The bagha nacha performance has a permanent place in the state's Thakurani Jatra where the dance is performed as a homage to the goddess of wisdom. The dance is performed to appease the goddess Maa Budhi Thakurani and receive her blessings.

Four changus, which is a traditional musical instrument, are required. The instruments need constant warming, which is why a vehicle filled with haystacks follows the bagha nacha performers. Garlands made of katha champa flowers are put on the performers to keep them cool through the intense performances. Each performer is accompanied with four to six dhampa drum beaters, with periodic breaks, to keep the momentum going.

A similar bagha nacha dance form exists in the states of West Bengal and Andhra Pradesh, but the form of performance is unique in each. The dhampa drumbeats and costumes do not resemble any classical dance form.
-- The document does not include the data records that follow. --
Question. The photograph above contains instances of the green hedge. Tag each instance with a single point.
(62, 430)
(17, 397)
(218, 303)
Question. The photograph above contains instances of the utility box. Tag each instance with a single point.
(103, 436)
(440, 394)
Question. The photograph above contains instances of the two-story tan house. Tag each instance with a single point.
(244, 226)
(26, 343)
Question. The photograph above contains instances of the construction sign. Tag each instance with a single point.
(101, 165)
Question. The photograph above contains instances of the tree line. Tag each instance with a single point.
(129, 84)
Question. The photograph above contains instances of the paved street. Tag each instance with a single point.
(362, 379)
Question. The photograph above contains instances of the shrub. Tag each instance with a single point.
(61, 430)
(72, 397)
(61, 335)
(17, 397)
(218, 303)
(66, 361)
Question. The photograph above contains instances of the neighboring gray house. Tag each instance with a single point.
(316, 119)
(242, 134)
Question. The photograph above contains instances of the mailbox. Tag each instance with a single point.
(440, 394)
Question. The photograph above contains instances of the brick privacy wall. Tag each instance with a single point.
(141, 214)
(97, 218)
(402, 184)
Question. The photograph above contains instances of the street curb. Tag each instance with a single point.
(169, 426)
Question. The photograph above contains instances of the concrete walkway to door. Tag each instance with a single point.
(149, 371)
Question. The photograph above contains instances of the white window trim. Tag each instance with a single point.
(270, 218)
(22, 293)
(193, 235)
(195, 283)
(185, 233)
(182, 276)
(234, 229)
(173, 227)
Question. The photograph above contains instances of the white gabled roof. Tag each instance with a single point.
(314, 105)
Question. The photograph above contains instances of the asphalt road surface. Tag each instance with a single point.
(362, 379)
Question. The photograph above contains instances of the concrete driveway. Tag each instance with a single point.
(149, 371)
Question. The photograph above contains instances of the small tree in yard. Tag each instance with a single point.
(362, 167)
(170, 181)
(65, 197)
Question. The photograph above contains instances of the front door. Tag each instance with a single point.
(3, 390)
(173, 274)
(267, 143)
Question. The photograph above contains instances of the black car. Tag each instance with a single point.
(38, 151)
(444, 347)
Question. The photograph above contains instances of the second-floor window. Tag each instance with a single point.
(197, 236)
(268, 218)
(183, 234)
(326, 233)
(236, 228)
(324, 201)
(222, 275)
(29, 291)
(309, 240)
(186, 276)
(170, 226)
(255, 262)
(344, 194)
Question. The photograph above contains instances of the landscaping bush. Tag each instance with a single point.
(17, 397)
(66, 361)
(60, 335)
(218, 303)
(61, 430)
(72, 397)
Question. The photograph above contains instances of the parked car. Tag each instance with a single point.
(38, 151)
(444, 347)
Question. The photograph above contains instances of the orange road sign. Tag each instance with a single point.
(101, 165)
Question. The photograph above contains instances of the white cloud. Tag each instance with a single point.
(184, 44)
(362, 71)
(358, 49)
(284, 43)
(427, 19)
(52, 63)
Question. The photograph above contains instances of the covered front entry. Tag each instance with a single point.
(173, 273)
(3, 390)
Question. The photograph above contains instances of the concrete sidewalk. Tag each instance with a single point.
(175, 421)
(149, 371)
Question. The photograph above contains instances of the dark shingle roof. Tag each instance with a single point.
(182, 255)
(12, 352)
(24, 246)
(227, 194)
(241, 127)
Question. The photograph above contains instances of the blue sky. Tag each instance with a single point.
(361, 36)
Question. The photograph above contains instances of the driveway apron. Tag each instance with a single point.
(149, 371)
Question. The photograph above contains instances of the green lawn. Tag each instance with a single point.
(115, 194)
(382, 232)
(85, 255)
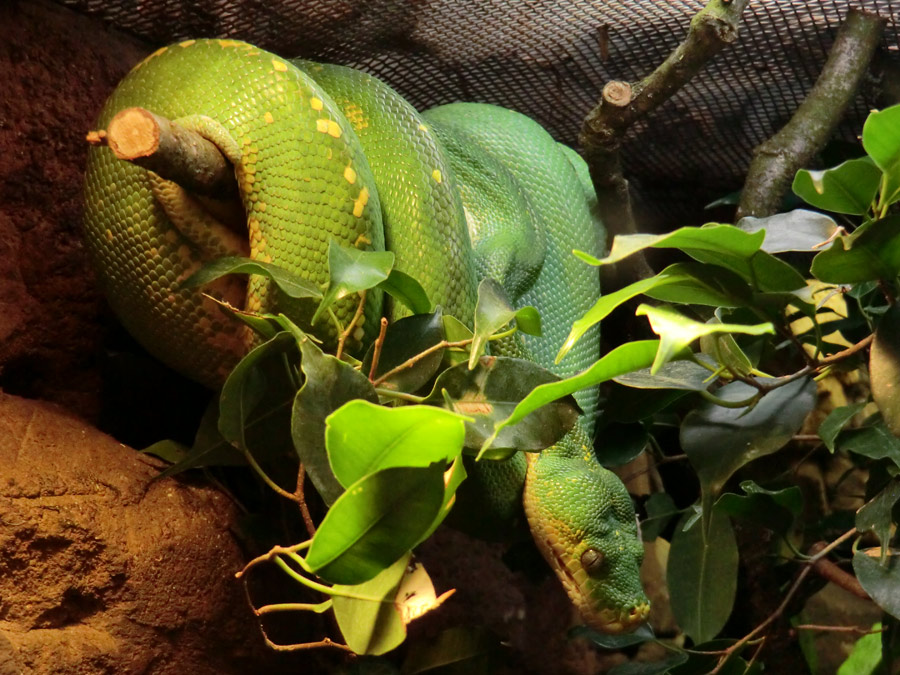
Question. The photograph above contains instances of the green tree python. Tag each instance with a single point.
(326, 152)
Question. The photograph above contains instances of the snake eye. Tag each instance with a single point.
(591, 560)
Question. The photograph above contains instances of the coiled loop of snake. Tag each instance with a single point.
(327, 153)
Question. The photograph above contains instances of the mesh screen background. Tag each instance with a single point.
(549, 59)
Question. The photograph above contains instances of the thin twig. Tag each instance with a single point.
(352, 325)
(376, 351)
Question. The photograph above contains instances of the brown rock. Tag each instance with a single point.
(104, 571)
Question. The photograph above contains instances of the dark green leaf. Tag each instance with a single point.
(623, 359)
(835, 422)
(493, 311)
(403, 340)
(719, 440)
(884, 368)
(876, 514)
(869, 255)
(622, 443)
(797, 230)
(351, 270)
(881, 140)
(660, 510)
(402, 287)
(290, 284)
(329, 384)
(704, 574)
(774, 510)
(847, 188)
(676, 331)
(490, 392)
(880, 581)
(466, 649)
(873, 440)
(376, 521)
(684, 374)
(372, 626)
(363, 437)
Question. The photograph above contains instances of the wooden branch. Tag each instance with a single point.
(776, 160)
(712, 29)
(177, 154)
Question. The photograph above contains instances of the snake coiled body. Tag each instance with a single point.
(325, 152)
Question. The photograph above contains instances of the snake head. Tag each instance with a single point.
(583, 521)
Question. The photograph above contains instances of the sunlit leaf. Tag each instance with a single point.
(376, 521)
(491, 391)
(329, 384)
(624, 359)
(837, 419)
(884, 368)
(370, 622)
(493, 311)
(705, 568)
(869, 255)
(881, 140)
(402, 287)
(404, 339)
(352, 270)
(290, 284)
(880, 581)
(362, 438)
(847, 188)
(718, 440)
(676, 331)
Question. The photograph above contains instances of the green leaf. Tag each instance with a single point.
(623, 359)
(676, 331)
(704, 574)
(372, 626)
(493, 311)
(880, 581)
(835, 422)
(847, 188)
(376, 521)
(718, 441)
(613, 642)
(866, 655)
(873, 440)
(351, 270)
(868, 255)
(774, 510)
(684, 374)
(884, 368)
(290, 284)
(362, 438)
(490, 392)
(881, 141)
(329, 384)
(402, 287)
(797, 230)
(403, 340)
(681, 282)
(464, 649)
(660, 510)
(876, 515)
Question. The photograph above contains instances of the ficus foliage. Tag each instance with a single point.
(731, 378)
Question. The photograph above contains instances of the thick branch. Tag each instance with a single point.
(177, 154)
(712, 29)
(777, 160)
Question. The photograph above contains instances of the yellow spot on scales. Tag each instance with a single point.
(361, 202)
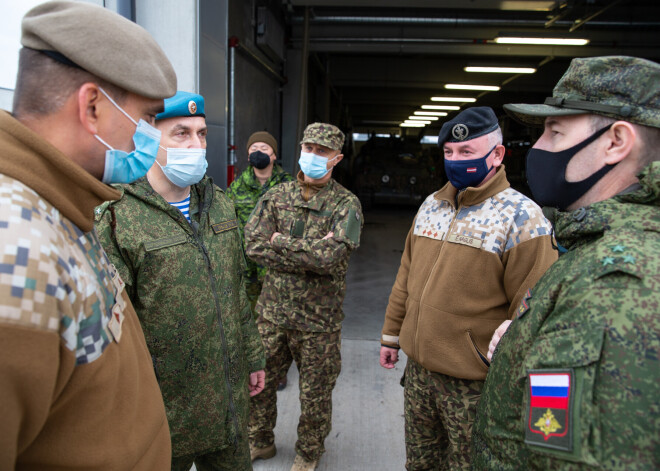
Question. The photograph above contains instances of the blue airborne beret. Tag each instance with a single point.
(468, 124)
(183, 104)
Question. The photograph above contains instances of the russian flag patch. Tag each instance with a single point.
(549, 409)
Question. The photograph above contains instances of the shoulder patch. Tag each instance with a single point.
(224, 226)
(550, 409)
(618, 258)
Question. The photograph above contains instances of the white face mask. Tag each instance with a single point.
(185, 167)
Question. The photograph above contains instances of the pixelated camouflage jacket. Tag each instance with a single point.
(305, 283)
(187, 285)
(245, 191)
(74, 367)
(589, 332)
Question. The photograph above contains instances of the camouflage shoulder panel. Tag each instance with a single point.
(347, 195)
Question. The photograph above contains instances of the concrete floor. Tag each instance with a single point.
(367, 419)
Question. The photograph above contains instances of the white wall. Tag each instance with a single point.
(10, 43)
(174, 25)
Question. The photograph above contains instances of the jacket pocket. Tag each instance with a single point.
(481, 357)
(560, 416)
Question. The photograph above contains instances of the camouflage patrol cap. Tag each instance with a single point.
(101, 42)
(324, 134)
(621, 87)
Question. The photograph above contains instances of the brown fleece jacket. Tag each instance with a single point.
(467, 263)
(78, 388)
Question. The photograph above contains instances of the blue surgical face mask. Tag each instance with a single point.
(314, 166)
(464, 173)
(126, 167)
(185, 167)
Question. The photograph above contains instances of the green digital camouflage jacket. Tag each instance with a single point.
(575, 382)
(187, 284)
(245, 191)
(305, 283)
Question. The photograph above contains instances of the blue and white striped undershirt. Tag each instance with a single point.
(183, 206)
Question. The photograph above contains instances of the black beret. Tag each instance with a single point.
(468, 124)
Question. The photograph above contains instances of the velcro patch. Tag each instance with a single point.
(164, 242)
(524, 304)
(353, 226)
(549, 411)
(465, 240)
(224, 226)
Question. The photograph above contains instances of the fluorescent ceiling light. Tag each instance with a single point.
(501, 70)
(456, 86)
(423, 118)
(430, 113)
(441, 107)
(533, 5)
(453, 99)
(542, 41)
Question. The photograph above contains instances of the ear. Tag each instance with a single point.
(621, 140)
(498, 155)
(88, 112)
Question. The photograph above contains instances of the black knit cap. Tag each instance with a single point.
(468, 124)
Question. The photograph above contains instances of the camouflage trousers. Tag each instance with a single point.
(228, 459)
(439, 414)
(318, 357)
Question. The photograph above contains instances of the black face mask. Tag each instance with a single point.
(259, 159)
(546, 174)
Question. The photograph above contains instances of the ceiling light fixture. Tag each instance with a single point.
(423, 118)
(441, 107)
(430, 113)
(500, 70)
(456, 86)
(541, 41)
(453, 99)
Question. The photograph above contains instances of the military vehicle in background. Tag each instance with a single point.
(396, 170)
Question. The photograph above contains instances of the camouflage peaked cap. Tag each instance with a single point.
(468, 124)
(325, 135)
(621, 87)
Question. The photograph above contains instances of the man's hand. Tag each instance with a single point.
(497, 335)
(388, 357)
(257, 382)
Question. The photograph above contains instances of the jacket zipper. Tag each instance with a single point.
(232, 407)
(421, 297)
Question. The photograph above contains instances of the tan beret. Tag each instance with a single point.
(102, 43)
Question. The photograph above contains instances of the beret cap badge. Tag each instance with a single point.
(460, 132)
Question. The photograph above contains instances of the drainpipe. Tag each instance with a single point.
(231, 160)
(302, 103)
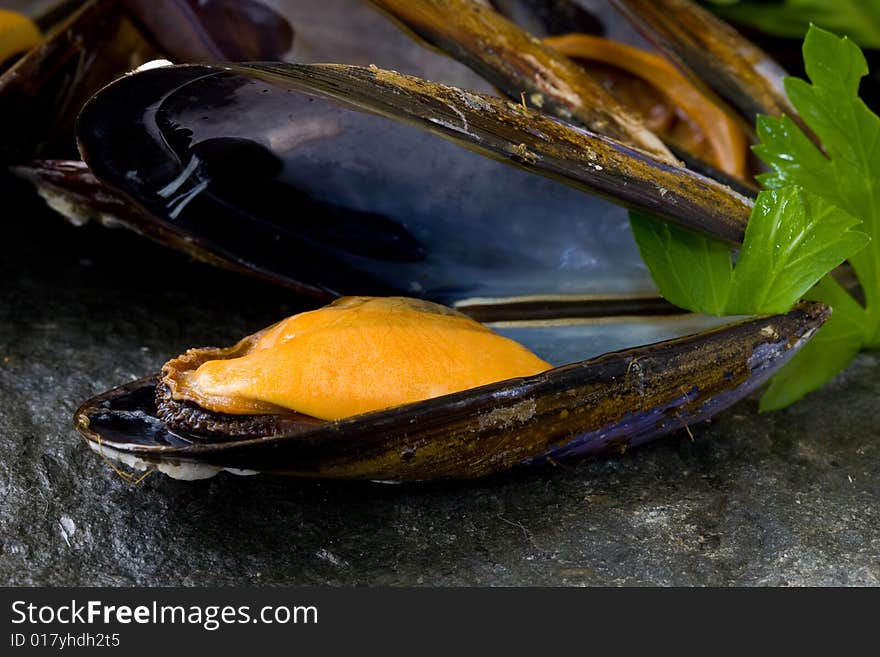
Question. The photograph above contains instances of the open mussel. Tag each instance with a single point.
(617, 400)
(338, 179)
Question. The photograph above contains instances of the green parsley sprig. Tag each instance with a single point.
(818, 210)
(860, 19)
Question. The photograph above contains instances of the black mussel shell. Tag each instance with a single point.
(615, 401)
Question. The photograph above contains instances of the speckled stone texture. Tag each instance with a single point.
(786, 498)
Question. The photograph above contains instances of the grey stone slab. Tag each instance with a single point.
(784, 498)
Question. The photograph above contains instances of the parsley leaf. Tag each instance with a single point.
(793, 239)
(791, 18)
(803, 225)
(690, 270)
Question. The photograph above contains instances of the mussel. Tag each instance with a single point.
(346, 179)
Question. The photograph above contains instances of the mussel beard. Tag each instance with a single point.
(355, 356)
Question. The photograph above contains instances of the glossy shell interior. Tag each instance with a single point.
(617, 400)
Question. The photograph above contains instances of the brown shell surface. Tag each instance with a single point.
(614, 401)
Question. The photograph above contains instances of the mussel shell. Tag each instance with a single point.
(43, 92)
(617, 401)
(302, 184)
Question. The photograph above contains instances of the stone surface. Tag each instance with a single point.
(786, 498)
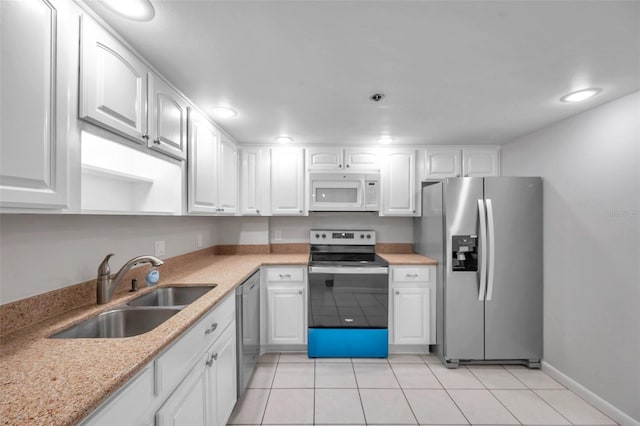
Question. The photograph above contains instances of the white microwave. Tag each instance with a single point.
(344, 191)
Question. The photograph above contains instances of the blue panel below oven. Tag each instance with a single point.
(348, 343)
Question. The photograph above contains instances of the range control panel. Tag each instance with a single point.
(342, 237)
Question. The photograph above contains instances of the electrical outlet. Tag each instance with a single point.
(160, 248)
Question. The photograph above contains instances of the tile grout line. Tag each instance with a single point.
(404, 394)
(270, 388)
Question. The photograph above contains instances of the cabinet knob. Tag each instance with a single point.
(213, 358)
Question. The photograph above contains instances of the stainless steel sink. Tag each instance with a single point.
(123, 322)
(178, 296)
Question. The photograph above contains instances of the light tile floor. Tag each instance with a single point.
(291, 389)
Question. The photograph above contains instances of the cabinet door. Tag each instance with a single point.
(113, 86)
(286, 315)
(251, 181)
(480, 162)
(202, 161)
(399, 183)
(222, 377)
(411, 316)
(361, 158)
(227, 177)
(443, 163)
(33, 146)
(287, 181)
(188, 404)
(167, 119)
(325, 159)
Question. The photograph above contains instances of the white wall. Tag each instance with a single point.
(40, 253)
(296, 229)
(590, 164)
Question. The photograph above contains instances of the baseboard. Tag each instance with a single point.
(606, 407)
In January 2025, a cohort of more than 40 male dancers participated in the Jayati Jai Mamah Bharatam dance ensemble organised by the Ministry of Culture during the Republic Day parade. The dancers, dressed as tigers, performed to the tunes of mohuri and nishan.

== Films ==
In 1989, bagha nacha from Ganjam was captured on-screen by director Buddhadev Dasgupta in the Bengali film, Bagh Bahadur. The film won the Best National Film Award the same year.

In January 2025, an Odia film about the struggle of a father and daughter to preserve the tradition and legacy of bagha nacha hit the theatres. The title of the film is Rangashoor and it is directed by Pratap Rout.